Philippine President Rodrigo Duterte’s bloody crackdown on drugs is pushing the country’s most vulnerable people even further towards the margins, says Global Commission on Drugs executive secretary Khalid Tinasti

Read original article in Southeast Asia Globe

The Philippines’ extremist response to drugs marks a return of ‘majoritarianism’ in the political space after decades of social minorities claiming their fundamental rights and benefiting from small but noticeable progress in the public debate.

This trend of majority rule is visible even in established democracies, where increasing parts of the electoral body cast their votes in favour of populist movements. They thereby explicitly or implicitly support the idea of an ‘illiberal’ democracy or a hybrid regime that provides a sense of safety and stability, even if it implies a decrease in personal freedoms and the election of figures leaning towards authoritarianism. And similarly to the Philippines, but to a lesser extent, policymakers in other parts of the world use crackdowns on people who use drugs as a tool to trigger political emotions in their constituencies and to please the majority over the rights of vulnerable minorities.
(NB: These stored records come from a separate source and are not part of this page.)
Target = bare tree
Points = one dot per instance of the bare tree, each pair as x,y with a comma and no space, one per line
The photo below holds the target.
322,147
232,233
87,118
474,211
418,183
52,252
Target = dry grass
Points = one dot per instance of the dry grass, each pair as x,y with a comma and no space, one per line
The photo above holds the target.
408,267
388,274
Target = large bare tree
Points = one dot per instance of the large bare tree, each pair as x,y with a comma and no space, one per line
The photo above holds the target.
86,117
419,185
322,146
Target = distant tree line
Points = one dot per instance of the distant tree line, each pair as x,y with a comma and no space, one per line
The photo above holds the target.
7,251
In the past decade, both young and established democracies the world over have experienced ‘democratic recession’, which manifests in restrictions of personal freedoms, democratic breakdowns, instability of democratic institutions or the rise of authoritarianism. In Southeast Asia, this trend can be observed with the 2014 military coup in Thailand, the survival over three decades of the hybrid regime in Cambodia, the semi-military government in Myanmar and the election of President Rodrigo Duterte in the Philippines, which marks the reliance of a political regime on the ‘war on drugs’ to condone and advance its own authoritarian tendencies.

As an emerging economy, the Philippines shows a rare concentration of contemporary social, political, environmental and economic challenges. The country is experiencing an exploding demography, an increase of already large economic inequalities, inequitable access to state-sponsored health and social services, as well as internally displaced populations due to climate disasters or religious and ethnic conflicts. Its political structures, with regions that are underfunded by the central government and with fragile or corruption-sensitive institutions, are struggling to control the increasing prevalence of methamphetamine use and undermine the organised crime-controlled illegal market of drugs.
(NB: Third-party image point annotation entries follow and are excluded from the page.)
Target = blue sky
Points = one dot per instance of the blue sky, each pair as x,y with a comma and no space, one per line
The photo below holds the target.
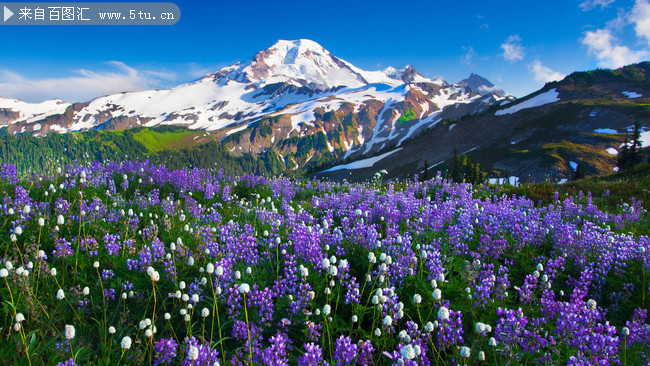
518,45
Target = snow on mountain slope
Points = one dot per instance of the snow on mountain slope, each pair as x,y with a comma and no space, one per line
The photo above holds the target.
287,92
301,62
200,105
550,96
364,163
31,112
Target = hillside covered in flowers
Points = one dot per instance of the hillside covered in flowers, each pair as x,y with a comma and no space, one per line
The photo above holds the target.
135,264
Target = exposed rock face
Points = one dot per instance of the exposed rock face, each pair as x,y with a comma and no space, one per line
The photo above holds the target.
294,98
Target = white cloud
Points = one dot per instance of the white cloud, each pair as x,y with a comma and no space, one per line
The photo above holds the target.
640,17
467,57
543,74
84,85
590,4
512,49
602,44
But do these constitute valid reasons to be even harsher on drugs? Worryingly, extrajudicial killings, the desire to reintroduce death penalty for drug-related offences and the decrease of the criminal liability age to nine years old, have all created a situation in which the illegal market continues to flourish, but functions under more difficult constraints – exposing vulnerable and impoverished communities to more violence. Such a situation results in these populations defying their elected representatives and the state, and in itself increases the democratic recession in the country.

Yet despite its negative impact on democratic rule, Duterte’s war on drugs continues to benefit from popular support. This can be explained in part by the use of political emotion, playing on the fear of insecurity related to the violence generated by the illegal market of drugs, the anger of citizens at the government’s failure to provide safe and inclusive cities, and the hope that a harsher response to drugs will ultimately eliminate the drug market. The political discourse of the current administration, condoning and promoting extrajudicial punishments for people suspected to be using or selling drugs, remains easier to convey to the electorate than a sophisticated, evidence-based and nuanced position to reduce the harms of drugs without condemning those who use them. This has been showcased through the raw language used by Duterte on drugs and his calls to “kill criminals”, and how well the population received it.

There’s a rightful global outcry over the extrajudicial killings and other human rights violations in the Philippines under the guise of a war on drugs, but it remains necessary to consider this war as an impulse that threatens democracy itself. The use of majoritarian approaches leads to nationalism, which threatens the rights of vulnerable and targeted minorities, such as people who use drugs.

More worryingly, it is difficult to imagine brighter perspectives as we witness in the Philippines and elsewhere the conjunction of the strongman rule, majoritarianism and the impact of political emotions.